E dovrebbe spiegarlo non solo lui ma tutta la intellighenzia e il mondo che ruota attorno al PD e ai giornali di sistema, a partire da D’Alema che con Bossi fece il patto delle sardine e che affermò che la Lega Nord era una costola della sinistra (e però! Poi ci si lamenta se non prendono voti). Inseguendo la Lega si sono persi 40 anni di visione sui reali problemi e sul futuro del Paese: 20 a discutere di secessione e 20 di autonomia differenziata con dei razzisti xenofobi, altro che lega vannacciana! Nel mentre il mondo cambiava.
E però Cazzullo non è solo autorevole parte dello staff del Corrierone, insieme a Severgnini, altro nostalgico leghista, ma si accredita anche risorgimentalista. E in questa veste interviene spesso a contrastare (per esempioqui e qui) i neoborbonici.
Eppure i neoborbonici non sono secessionisti, non hanno mai bruciato la bandiera italiana nelle piazze, non sono razzisti, non devono restituire, come la Lega, 49 milioni allo Stato, non hanno fondato banche fallimentari, non hanno mai urlato, né pensato, ‘ammazza un piemontese riprenditi un tornese’.
Ma hanno la grave colpa di dire che forse i Borbone non erano il diavolo che da 165 anni dipinge la pubblicistica antimeridionale e che il Regno delle Due Sicilie non era arretrato come dicono.
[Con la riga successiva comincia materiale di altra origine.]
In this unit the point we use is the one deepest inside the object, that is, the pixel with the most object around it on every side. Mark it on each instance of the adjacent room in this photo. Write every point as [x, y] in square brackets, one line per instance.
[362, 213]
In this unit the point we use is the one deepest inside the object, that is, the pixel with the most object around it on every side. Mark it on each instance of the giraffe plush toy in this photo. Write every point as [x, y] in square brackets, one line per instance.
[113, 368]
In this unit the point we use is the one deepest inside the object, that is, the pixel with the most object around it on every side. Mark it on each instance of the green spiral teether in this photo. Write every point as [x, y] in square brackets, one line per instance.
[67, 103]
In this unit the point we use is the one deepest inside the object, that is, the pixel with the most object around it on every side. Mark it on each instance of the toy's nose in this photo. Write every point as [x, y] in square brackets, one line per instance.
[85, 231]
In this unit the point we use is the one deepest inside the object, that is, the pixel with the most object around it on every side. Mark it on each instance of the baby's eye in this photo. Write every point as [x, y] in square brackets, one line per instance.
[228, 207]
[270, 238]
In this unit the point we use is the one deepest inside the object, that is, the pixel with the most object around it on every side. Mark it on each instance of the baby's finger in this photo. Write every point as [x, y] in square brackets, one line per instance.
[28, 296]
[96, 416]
Nel farlo a volte esagerano, come quando definirono Fenestrelle un lager nazista. Ma le iperbole borboniche suscitano rapida indignazione, tanto da scomodare Barbero che scrive un poderoso saggio per contrastare la ‘propaganda’ neoborbonica; senza rendersi nemmeno conto che proprio da questo saggio si rileva che se Fenestrelle non fu un lager nazista poco ci mancava. Le spinte razziste e secessioniste della lega bossiana sono invece state sempre blandite e sdoganate, senza trovare mai un serio contrasto culturale. Viene il sospetto che la intellighenzia nostrana sia persino peggio dei bossiani.
Il neo risorgimentalista Cazzullo ama la storia, come ce la propinarono alle elementari, che riduce uno dei periodi più complessi del Paese a una successione di atti eroici e, sempre nella intervista a #Tizianapanella, parla di Garibaldi come papà dell’Italia unita. Insomma eroi, fucili, schioppi, i cavalieri l’armi e gli amori e siamo sempre noi a sbagliare pensando che il papà d’Italia sia stato in realtà Cavour e le sue fitte trame. La sua abilità nell’infilare le sottane della cugina, cugina compresa, sotto le coltri di Napoleone III, che sul trono di Napoli voleva un murattiano, quella del suo fido e imbarazzante capo dei servizi segreti, Filippo Curletti che precedeva le truppe piemontesi e garibaldine preparando il terreno con la camorra e la mafia e ogni delinquenza locale. Soprattutto riuscì a far preferire agli inglesi un Savoia invece di un murattiano a Napoli. Senza tutto ciò il buon Garibaldi difficilmente avrebbe superato lo scoglio di Quarto. Forse se Cavour non fosse morto così presto sarebbe riuscito a fare anche gli italiani evitando i massacri dei macellai a capo della Luogotenenza Meridionale Alfonso La Marmora ed Enrico Cialdini.
Però a Cazzullo piace anche fare il piacione ed elenca le donne di Garibaldi come la bella Anita ‘bruna come te’ (ndr rivolto a Tiziana Panella) e dimentica, oltre alla Contessa di Castiglione, la prima donna d’Italia a votare in assoluto. Fu tale Marianna De Crescenzo che con il fucile in mano ottenne l’iscrizione al registro elettorale e la possibilità di votare al plebiscito dell’ottobre 1860. Perché la dimentica? Forse perché cugina del camorrista Salvatore De Crescenzo, amico di Settembrini, e messo a capo della Polizia da Liborio Romano la sera prima dell’arrivo di Garibaldi a Napoli? Troppo imbarazzante per la descrizione zucchero e miele del Risorgimento? Pazzesco! ‘Ridacci una lega centrista riformista’ ma lo ha detto sul serio?